Robin Rue Simmons: “It must start. That’s how you seek reparations. You start.”

As the fight for reparations for the descendants of enslaved African Americans stalls at the federal level, state and local officials are taking matters into their own hands. California’s Reparations Task Force released a 500-page report detailing the harms done to Black residents. The report made recommendations ranging from reforms in policing to housing grants for Black families that were forced from their homes to make way for various state projects like freeways and parks. Last year, the Chicago suburb of Evanston, Illinois famously became one of the first cities to issue reparations to its own Black residents. Former Alderman Robin Rue Simmons – who spearheaded that program – tells Sam Stein, “we started with housing, but it’s important to note that the Black community is looking for all forms of repair – housing grants, cash payments, business grants, access to education, and healthcare”. Dr.

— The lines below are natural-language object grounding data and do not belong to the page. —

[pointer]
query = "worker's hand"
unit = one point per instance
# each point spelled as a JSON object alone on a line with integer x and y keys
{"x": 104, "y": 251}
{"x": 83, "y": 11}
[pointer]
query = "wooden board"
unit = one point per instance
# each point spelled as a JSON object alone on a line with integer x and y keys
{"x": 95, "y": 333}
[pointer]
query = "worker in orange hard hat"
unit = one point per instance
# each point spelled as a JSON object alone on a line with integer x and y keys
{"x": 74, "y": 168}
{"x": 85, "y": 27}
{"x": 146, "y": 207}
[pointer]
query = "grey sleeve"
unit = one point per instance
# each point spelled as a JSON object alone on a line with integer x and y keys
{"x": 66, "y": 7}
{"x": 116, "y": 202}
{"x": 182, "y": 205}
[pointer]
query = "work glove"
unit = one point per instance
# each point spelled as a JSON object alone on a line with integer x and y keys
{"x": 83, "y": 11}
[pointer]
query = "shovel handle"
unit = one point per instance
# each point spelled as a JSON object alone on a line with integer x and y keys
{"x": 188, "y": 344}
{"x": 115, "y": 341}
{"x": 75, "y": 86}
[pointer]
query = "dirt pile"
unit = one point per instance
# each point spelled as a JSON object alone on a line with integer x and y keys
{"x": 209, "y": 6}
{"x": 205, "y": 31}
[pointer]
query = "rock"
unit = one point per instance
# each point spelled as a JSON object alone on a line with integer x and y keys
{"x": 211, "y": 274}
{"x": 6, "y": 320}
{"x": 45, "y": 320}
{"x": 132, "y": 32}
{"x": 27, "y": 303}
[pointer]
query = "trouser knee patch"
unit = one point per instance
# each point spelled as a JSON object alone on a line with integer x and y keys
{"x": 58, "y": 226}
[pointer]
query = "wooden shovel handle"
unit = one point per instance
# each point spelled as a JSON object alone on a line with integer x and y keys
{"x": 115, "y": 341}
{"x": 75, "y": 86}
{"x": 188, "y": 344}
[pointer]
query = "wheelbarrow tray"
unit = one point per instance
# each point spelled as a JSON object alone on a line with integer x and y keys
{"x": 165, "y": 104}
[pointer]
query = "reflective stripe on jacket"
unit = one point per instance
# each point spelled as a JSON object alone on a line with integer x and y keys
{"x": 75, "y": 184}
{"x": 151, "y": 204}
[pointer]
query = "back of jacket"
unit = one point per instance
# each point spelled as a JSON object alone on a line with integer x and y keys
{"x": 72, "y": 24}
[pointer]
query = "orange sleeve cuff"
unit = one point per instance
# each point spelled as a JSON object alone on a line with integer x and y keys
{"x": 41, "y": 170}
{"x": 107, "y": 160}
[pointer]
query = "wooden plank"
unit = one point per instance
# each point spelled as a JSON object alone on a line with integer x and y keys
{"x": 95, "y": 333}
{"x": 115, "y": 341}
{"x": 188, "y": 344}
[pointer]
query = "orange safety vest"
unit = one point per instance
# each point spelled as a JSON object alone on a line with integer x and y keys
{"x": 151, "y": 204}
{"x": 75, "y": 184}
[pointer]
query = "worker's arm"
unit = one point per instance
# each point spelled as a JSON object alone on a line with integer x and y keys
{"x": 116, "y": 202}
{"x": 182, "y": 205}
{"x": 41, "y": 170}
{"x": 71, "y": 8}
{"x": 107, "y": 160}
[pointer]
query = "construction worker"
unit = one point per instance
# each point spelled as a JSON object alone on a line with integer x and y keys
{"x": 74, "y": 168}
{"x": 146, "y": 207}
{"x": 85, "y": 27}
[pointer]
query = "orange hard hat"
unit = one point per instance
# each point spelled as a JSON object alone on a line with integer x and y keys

Robert Patterson, professor and inaugural chair for the Department of African American Studies at Georgetown University and author of the upcoming book "Black Equity, Black Equality: Reparation and Black Communities”, praises the California Reparations Task Force’s report saying “it makes the explicit connection from slavery to Reconstruction to Jim Crow to the contemporary moment where there are state and federal policies that intentionally and actively discriminated against Black communities that actually have caused these education gaps that have caused these wealth disparities.”